Sigrid Nunez has published nine novels, including A Feather on the Breath of God, The Last of Her Kind, The Friend, What Are You Going Through, and, most recently, The Vulnerables. She is also the author of Sempre Susan: A Memoir of Susan Sontag. A collection of her short fiction, It Will Come Back to You, will be published in August, 2026. The Friend, a New York Times best seller, won the 2018 National Book Award and was a finalist for the 2020 International Dublin Literary Award. Nunez’s other honors include a Guggenheim Fellowship and a Windham-Campbell Literature Prize. Her work has been translated into more than thirty-five languages.

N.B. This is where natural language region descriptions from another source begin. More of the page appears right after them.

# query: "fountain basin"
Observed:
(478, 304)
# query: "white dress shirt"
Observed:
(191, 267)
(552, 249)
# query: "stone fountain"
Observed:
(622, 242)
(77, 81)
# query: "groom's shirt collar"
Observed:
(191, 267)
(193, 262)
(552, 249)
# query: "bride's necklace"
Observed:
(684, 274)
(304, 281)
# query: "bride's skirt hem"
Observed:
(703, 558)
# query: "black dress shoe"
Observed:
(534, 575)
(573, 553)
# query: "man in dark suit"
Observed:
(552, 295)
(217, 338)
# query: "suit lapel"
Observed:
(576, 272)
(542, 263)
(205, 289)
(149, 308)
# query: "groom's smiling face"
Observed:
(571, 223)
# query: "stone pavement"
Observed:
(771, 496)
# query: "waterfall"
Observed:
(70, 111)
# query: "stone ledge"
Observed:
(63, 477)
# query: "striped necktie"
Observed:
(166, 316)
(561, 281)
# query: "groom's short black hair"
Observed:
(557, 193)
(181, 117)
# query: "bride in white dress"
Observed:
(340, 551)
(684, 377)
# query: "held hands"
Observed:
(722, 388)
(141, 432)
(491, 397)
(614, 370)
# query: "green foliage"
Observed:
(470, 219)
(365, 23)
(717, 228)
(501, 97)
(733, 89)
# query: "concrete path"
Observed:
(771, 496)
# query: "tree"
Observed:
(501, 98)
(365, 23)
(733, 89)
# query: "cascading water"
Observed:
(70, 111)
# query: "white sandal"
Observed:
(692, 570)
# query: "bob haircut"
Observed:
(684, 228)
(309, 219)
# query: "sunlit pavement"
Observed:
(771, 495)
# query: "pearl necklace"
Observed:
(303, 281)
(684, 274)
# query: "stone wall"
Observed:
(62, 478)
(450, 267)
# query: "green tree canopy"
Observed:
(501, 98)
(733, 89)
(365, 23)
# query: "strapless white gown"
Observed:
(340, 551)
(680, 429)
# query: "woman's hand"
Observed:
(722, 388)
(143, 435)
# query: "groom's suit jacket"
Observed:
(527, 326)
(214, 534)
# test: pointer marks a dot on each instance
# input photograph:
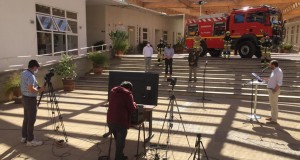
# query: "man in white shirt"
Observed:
(274, 83)
(169, 53)
(148, 52)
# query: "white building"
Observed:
(42, 29)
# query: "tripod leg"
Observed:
(182, 122)
(203, 150)
(55, 102)
(164, 122)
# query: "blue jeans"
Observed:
(120, 134)
(30, 110)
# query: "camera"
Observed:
(172, 81)
(49, 75)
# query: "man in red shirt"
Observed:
(121, 106)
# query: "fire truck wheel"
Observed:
(246, 49)
(215, 52)
(203, 49)
(258, 54)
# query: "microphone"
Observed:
(262, 71)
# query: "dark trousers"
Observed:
(168, 64)
(120, 134)
(30, 110)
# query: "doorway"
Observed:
(131, 39)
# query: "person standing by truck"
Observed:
(227, 45)
(266, 44)
(160, 52)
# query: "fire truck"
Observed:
(247, 26)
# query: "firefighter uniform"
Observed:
(197, 44)
(160, 52)
(266, 44)
(227, 45)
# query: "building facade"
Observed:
(43, 29)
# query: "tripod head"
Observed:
(172, 82)
(198, 139)
(49, 75)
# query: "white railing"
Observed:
(20, 62)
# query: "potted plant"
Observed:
(119, 42)
(100, 61)
(12, 87)
(66, 69)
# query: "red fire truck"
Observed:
(247, 26)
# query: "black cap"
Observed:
(33, 63)
(126, 84)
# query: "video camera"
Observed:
(172, 81)
(49, 75)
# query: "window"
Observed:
(73, 26)
(165, 35)
(239, 18)
(145, 34)
(219, 28)
(59, 42)
(287, 34)
(42, 9)
(58, 12)
(44, 42)
(297, 34)
(71, 15)
(193, 30)
(46, 22)
(292, 35)
(256, 17)
(62, 24)
(56, 30)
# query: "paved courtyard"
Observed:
(226, 133)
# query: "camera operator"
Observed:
(30, 89)
(169, 53)
(193, 63)
(121, 106)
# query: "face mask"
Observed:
(35, 72)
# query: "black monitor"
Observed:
(145, 85)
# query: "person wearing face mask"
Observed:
(169, 53)
(148, 52)
(160, 49)
(30, 89)
(274, 82)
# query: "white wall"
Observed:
(95, 24)
(18, 35)
(296, 37)
(129, 16)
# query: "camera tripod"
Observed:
(170, 111)
(198, 147)
(53, 106)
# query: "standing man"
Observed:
(121, 106)
(30, 89)
(227, 45)
(169, 53)
(266, 44)
(197, 44)
(160, 52)
(148, 52)
(193, 64)
(274, 83)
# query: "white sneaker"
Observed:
(34, 143)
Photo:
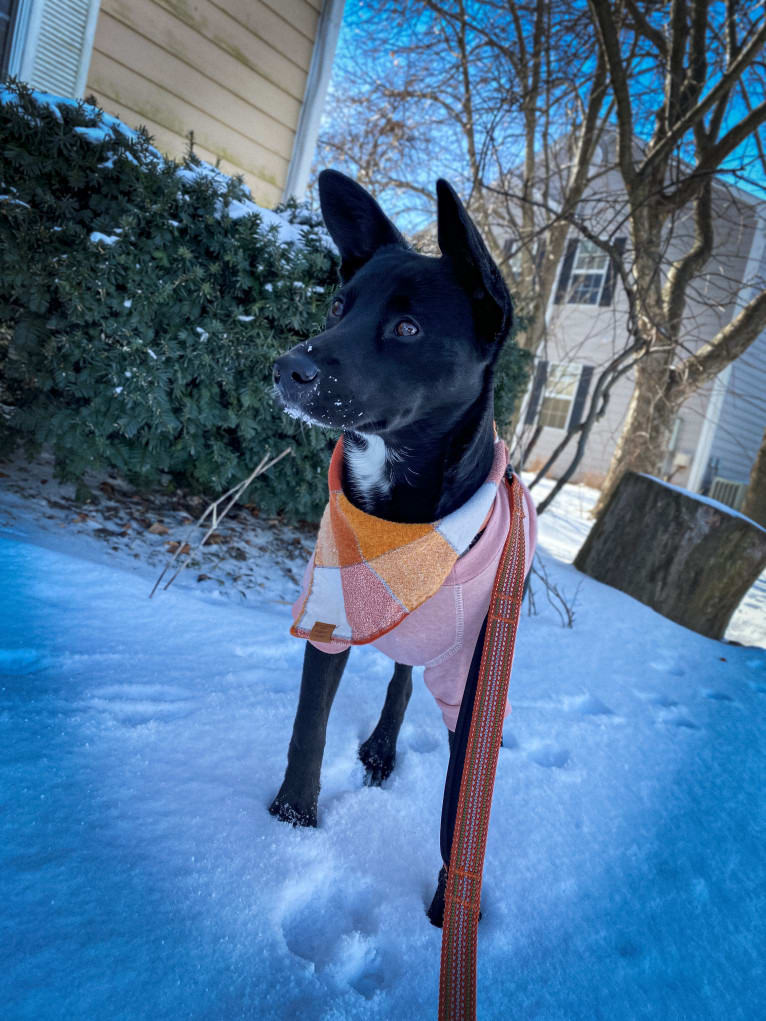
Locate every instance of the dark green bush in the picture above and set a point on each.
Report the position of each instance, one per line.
(139, 320)
(141, 311)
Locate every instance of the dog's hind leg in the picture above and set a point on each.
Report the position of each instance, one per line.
(297, 797)
(378, 754)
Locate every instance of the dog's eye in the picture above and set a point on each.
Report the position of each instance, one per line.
(405, 329)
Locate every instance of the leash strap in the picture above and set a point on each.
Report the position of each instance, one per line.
(466, 863)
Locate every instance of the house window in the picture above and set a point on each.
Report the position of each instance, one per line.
(588, 274)
(561, 387)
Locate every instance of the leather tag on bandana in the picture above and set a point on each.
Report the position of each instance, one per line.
(322, 632)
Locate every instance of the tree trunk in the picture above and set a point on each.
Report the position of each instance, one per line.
(687, 558)
(645, 432)
(755, 501)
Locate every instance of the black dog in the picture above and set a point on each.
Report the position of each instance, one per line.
(404, 369)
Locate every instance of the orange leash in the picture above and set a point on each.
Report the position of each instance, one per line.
(458, 978)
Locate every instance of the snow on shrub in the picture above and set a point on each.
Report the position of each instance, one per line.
(142, 304)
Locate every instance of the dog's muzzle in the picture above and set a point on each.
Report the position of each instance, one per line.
(296, 368)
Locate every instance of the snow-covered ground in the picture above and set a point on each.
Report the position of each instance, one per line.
(142, 877)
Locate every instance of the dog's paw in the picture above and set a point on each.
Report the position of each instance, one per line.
(436, 911)
(378, 763)
(296, 815)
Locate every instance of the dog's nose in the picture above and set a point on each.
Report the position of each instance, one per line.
(297, 366)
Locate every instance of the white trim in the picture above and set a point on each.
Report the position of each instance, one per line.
(317, 84)
(24, 48)
(28, 23)
(87, 51)
(708, 431)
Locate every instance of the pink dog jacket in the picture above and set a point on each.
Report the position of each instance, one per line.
(441, 633)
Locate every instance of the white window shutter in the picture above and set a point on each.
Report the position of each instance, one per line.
(58, 46)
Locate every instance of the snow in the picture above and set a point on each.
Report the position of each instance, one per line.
(110, 126)
(142, 876)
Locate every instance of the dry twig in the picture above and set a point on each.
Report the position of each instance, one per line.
(184, 548)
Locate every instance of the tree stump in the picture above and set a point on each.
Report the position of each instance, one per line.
(686, 556)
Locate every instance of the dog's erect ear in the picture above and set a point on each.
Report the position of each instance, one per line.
(357, 225)
(476, 270)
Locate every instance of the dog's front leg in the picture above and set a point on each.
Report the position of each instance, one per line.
(378, 754)
(296, 800)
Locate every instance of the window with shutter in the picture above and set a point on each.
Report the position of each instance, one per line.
(7, 20)
(561, 388)
(58, 45)
(587, 275)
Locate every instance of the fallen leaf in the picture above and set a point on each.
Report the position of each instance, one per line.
(173, 547)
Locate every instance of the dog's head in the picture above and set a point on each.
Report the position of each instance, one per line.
(408, 337)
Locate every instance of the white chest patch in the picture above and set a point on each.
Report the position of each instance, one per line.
(367, 467)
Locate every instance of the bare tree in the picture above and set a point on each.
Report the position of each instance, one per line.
(480, 93)
(602, 120)
(703, 64)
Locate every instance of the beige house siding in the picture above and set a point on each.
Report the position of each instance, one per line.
(233, 74)
(589, 335)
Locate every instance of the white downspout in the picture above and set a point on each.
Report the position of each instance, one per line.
(721, 382)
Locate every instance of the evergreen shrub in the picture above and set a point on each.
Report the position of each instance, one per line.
(142, 305)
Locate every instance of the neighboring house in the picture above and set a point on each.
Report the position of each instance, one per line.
(247, 78)
(718, 431)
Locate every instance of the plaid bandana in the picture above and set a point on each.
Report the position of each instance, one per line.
(367, 574)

Rachel Dillon is a poet and the managing editor of Ploughshares. The winner of the Academy of American Poets' Treehouse Climate Action Prize and the BINC Foundation's Susan Kamil Scholarship. She has also received support from the Bread Loaf Environmental Writers’ Conference, the Kenyon Review Writers Workshop, and the Robert Pinsky Global Fellowship. Her poems have appeared or are forthcoming in Poem-a-Day, the Asheville Poetry Review, the Bellevue Literary Review, Pleiades, Poet Lore, and elsewhere. A former high school English teacher in NYC public schools, she lives in Boston.
Masking Policy
Masks are encouraged but not required for this event.